The findings of these studies clearly demonstrate that bone marrow cell contribution to arterial lesions can vary widely depending on the animal model of arterial injury. Similarly, previous studies of human vascular lesions suggest that the cellular constituents of vascular lesions also vary with the type of injury, for example, atherosclerosis vs. restenosis or restenosis after balloon angioplasty vs. vein graft intimal hyperplasia after vascular bypass 7, 8. In humans, the specific contribution of progenitor cells to vascular disease is less well defined. Stem cell therapy for vascular disease in humans is currently being tested in clinical trials, 9, 10 even though it has never been proven with the elegance of the animal models that progenitor cells actually contribute to the arterial wall response to injury. The animal models, however, remain crucial in achieving a better understanding of the mechanisms underlying progenitor cell recruitment. In this review, we focus specifically upon mouse models of vascular injury that result in intimal hyperplasia and restenosis. However, it is important to note that none of these models precisely recapitulate the human disease process.
In the foregoing mouse models of restenosis, the entire contents of the bone marrow were transplanted into the recipient mouse. Bone marrow is primarily composed of cells of the blood cell lineages (e.g. myelocytes, lymphocytes, monocytes, megakaryocytes, erythrocytes) at various stages of differentiation. Stem cells, defined as cells that are capable of self-renewal and differentiation, constitute in the human only approximately 0.01% of the total bone marrow. Together, stem cells and also progenitor cells (cells that are more differentiated) account for approximately 0.1% of total bone marrow cells. Thus, it is only a small percentage of bone marrow cells that are capable of directly repopulating the neointimal or endothelial layers after arterial injury.

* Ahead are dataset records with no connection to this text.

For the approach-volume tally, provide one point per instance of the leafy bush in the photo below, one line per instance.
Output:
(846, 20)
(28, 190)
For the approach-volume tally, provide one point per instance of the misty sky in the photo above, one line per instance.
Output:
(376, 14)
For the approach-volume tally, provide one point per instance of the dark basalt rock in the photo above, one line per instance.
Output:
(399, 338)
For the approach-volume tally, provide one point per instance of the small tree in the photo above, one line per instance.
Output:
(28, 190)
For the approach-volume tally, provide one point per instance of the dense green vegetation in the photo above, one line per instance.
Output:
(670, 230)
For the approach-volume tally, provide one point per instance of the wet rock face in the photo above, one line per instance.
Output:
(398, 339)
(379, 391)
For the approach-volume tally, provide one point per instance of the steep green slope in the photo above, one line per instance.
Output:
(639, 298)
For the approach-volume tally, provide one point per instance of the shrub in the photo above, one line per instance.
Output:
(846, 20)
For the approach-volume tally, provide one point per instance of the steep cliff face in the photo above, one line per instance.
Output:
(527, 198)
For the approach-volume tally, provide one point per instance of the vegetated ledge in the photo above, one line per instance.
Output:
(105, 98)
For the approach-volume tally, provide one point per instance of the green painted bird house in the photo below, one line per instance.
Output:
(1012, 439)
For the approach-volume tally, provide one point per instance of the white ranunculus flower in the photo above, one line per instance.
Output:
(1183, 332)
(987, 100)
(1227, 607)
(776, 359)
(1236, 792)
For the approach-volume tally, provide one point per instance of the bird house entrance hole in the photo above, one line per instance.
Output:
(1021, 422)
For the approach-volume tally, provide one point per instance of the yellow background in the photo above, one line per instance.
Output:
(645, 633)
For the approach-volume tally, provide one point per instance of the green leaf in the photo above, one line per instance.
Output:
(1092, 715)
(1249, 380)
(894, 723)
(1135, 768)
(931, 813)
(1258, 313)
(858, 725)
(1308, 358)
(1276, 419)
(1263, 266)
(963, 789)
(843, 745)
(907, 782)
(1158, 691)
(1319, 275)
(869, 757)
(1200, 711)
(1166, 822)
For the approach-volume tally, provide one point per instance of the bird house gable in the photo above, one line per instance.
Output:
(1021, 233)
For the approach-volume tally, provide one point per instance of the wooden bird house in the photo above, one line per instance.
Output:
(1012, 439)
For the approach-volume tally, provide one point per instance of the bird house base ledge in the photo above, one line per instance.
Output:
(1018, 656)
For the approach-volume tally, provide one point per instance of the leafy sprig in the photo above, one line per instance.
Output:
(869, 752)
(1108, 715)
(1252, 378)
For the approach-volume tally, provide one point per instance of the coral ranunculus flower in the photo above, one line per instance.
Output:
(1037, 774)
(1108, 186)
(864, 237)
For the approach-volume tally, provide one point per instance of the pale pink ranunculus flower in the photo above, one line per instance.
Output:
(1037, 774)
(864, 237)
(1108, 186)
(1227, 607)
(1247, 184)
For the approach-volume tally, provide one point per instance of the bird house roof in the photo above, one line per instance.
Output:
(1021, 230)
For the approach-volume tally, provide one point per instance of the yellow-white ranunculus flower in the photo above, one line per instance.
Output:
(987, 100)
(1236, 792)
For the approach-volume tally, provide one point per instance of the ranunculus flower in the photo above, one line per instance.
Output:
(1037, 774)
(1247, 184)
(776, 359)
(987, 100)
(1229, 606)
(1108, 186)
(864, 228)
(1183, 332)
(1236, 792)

In humans, stem cells have been classified broadly into hematopoietic stem cells (HSC) (CD34+/CD38−) or non-hematopoietic or mesenchymal stem cells (MSC) (Figure 1) 11. HSCs, which differentiate into all the blood cell lines, are believed to be derived from a very early embryonic precursor – the hemangioblast. Of note, many believe that the hemangioblast is a common precursor for both HSCs and endothelial progenitor cells (EPC), although this point remains controversial.12–14 EPCs, however, are thought to be important in adult vasculogenesis and, relevant to this review, may also participate in the neointimal lesion. MSCs, on the other hand, have been described to differentiate into muscle cells, osteoblasts, chondrocytes, or adipocytes. Important cell surface markers that distinguish between the different types of progenitor cells are summarized in Table 3. In the following sections we will review how both HSCs and MSCs may contribute to neointimal hyperplasia.
HSCs are defined by the properties of self-renewal and the ability to differentiate into cells of all blood lineages. Although the accepted marker for human HSCs is CD34+, the gold standard for identifying these cells remains a reconstitution assay. Though impractical in humans, in the mouse a single HSC is capable of reconstituting the entire hematopoietic system for the life of the animal15, 16. In the mouse, HSCs are characterized by the combination of various markers, including c-kit+/sca-1+/lineage depleted, and are often referred to as the KSL cell population.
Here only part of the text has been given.